Sometimes after our initial presentation on the first morning a client will take the head guide to one side and say something like the above. Obviously worried that the pace the guide will set on Mont Blanc will be too fast for them, they are in effect asking whether an exception might not be made in their case. They are sure they are fit enough to climb Mont Blanc, it’s just that theirs is not the kind of fitness that lets them move as quickly as everyone else.
There are two basic misconceptions here. The first is that the guide will set a pace which is faster than strictly necessary, thus leaving some margin for moving more slowly if specially requested. In reality there is no “standard” pace, each guide being trained to pick what his thinks is the best pace for his team, trying always to conserve their energy and maximise their chances of making the top. Constant communication is the key, and we will always let you go as slowly as we can as long as safety is not compromised.

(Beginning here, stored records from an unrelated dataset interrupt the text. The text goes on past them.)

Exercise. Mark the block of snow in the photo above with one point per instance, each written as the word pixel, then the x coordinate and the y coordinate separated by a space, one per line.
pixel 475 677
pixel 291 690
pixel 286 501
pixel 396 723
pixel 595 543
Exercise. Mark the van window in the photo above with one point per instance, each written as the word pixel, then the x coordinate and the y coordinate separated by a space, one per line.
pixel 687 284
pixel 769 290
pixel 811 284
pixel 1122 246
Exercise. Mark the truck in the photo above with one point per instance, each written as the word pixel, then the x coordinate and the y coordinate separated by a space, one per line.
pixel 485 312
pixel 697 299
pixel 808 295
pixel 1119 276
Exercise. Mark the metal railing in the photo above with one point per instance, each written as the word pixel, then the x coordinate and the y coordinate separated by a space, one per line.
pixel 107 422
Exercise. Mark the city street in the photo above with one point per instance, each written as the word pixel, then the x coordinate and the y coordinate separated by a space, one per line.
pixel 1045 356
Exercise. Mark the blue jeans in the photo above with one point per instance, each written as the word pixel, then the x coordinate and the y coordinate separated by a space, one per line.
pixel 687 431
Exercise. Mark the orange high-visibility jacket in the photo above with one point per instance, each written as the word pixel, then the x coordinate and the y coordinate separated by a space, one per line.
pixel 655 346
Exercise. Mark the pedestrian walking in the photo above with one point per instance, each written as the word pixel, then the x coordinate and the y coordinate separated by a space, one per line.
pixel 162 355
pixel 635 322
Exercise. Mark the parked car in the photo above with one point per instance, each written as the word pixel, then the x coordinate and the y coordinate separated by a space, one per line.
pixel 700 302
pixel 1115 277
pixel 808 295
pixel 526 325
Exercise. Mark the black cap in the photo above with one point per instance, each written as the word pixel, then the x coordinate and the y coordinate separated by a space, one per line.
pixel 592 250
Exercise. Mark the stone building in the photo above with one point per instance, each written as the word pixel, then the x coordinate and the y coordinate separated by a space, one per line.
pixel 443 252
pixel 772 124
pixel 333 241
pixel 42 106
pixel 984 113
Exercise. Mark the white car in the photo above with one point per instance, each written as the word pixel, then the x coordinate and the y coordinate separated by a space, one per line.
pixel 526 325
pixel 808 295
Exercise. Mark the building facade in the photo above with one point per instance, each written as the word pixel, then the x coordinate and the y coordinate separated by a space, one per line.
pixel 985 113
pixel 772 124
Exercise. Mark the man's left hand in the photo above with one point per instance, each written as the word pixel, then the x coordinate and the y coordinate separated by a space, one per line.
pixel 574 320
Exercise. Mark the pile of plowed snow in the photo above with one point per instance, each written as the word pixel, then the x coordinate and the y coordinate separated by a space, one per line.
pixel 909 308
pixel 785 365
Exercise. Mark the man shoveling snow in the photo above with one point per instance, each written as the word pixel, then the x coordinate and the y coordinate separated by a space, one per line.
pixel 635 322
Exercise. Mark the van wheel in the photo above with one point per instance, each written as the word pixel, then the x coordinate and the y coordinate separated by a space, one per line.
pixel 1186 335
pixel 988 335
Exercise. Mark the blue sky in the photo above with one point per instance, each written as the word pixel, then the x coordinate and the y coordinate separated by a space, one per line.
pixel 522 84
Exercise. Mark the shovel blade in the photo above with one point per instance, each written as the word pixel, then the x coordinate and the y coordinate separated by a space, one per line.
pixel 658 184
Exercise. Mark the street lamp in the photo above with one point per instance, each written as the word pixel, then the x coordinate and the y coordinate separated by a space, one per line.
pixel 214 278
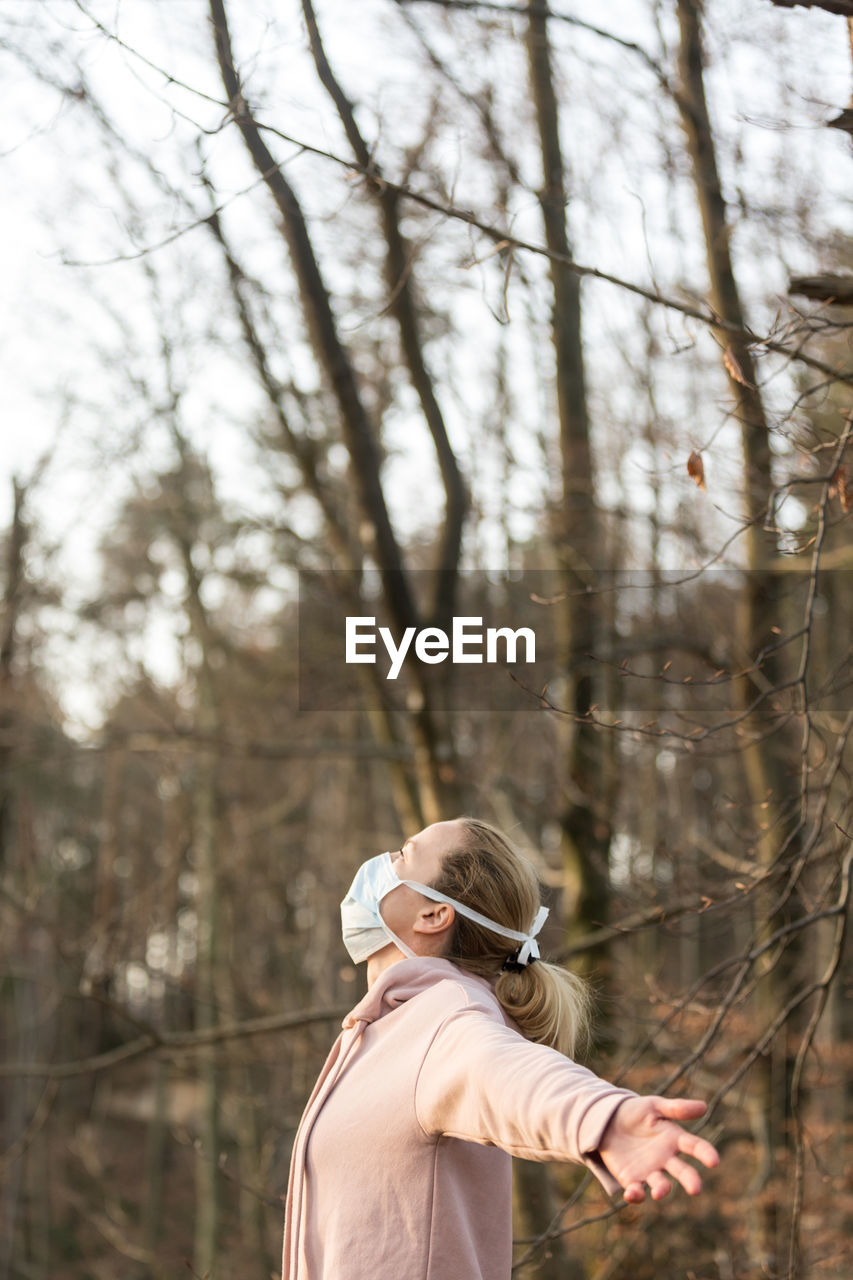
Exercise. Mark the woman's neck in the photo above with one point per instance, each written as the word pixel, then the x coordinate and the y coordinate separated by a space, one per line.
pixel 382 960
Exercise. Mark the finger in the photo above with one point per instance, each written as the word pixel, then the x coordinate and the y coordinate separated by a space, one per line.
pixel 682 1109
pixel 684 1174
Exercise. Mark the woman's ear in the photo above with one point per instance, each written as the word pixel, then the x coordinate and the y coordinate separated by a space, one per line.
pixel 436 918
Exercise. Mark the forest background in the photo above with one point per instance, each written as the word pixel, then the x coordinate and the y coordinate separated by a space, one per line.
pixel 424 307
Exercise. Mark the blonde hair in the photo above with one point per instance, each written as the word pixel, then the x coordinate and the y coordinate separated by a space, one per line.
pixel 486 873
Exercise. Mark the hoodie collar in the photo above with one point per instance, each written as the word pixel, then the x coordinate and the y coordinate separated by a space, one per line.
pixel 404 981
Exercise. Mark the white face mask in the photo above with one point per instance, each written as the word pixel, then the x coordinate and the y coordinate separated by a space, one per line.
pixel 365 932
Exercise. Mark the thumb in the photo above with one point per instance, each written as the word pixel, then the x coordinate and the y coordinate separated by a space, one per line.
pixel 682 1109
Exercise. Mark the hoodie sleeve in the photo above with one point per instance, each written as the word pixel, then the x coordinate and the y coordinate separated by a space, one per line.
pixel 483 1082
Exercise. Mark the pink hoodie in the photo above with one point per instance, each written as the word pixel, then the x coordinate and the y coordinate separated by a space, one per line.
pixel 401 1165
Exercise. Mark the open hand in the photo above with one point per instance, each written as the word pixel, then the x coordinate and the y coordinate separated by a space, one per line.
pixel 643 1143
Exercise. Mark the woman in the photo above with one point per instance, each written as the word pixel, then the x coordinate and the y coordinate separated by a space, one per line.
pixel 451 1064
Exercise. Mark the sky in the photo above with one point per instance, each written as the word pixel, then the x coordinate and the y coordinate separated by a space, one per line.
pixel 73 337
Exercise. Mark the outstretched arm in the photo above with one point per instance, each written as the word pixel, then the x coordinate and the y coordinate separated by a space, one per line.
pixel 643 1142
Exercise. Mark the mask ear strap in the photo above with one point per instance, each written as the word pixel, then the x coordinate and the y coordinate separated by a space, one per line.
pixel 530 947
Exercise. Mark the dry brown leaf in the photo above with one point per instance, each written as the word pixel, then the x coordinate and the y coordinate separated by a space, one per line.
pixel 839 484
pixel 696 469
pixel 734 369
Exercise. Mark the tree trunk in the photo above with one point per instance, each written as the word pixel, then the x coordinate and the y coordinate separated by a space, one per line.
pixel 769 790
pixel 576 529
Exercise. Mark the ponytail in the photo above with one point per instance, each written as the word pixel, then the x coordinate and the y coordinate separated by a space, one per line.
pixel 550 1005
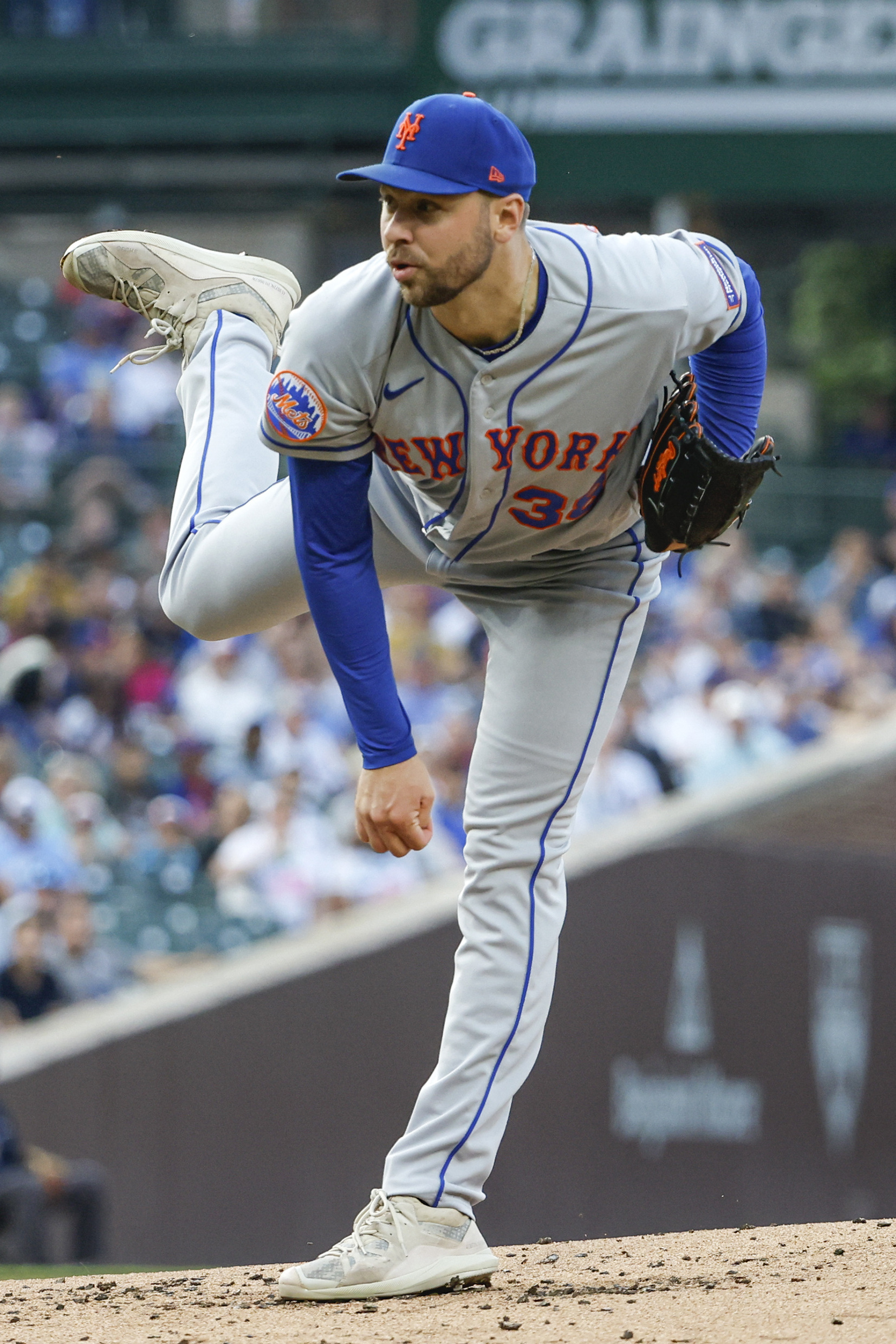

We want to get you to the top and will do so if it’s at all possible!
The second misconception is the idea that the slower you go, the higher you can eventually climb. In reality there is a point where the overall duration of the effort starts to tell and the cumulative effect of time at altitude leads to a rapid decline. This is a situation we must be careful to avoid.
Even on a bright sunny day there is a minimum (albeit as slow as we can make it) speed you need to be able to sustain. Your fitness levels make up a large part of our safety margin, and we need to know that you are operating slightly within your limits at all times; it’s actually a much slower pace than you would think, but if you really couldn't hold the minimum speed you must accept that there was only one reason for it: you were simply not fit enough to go any faster.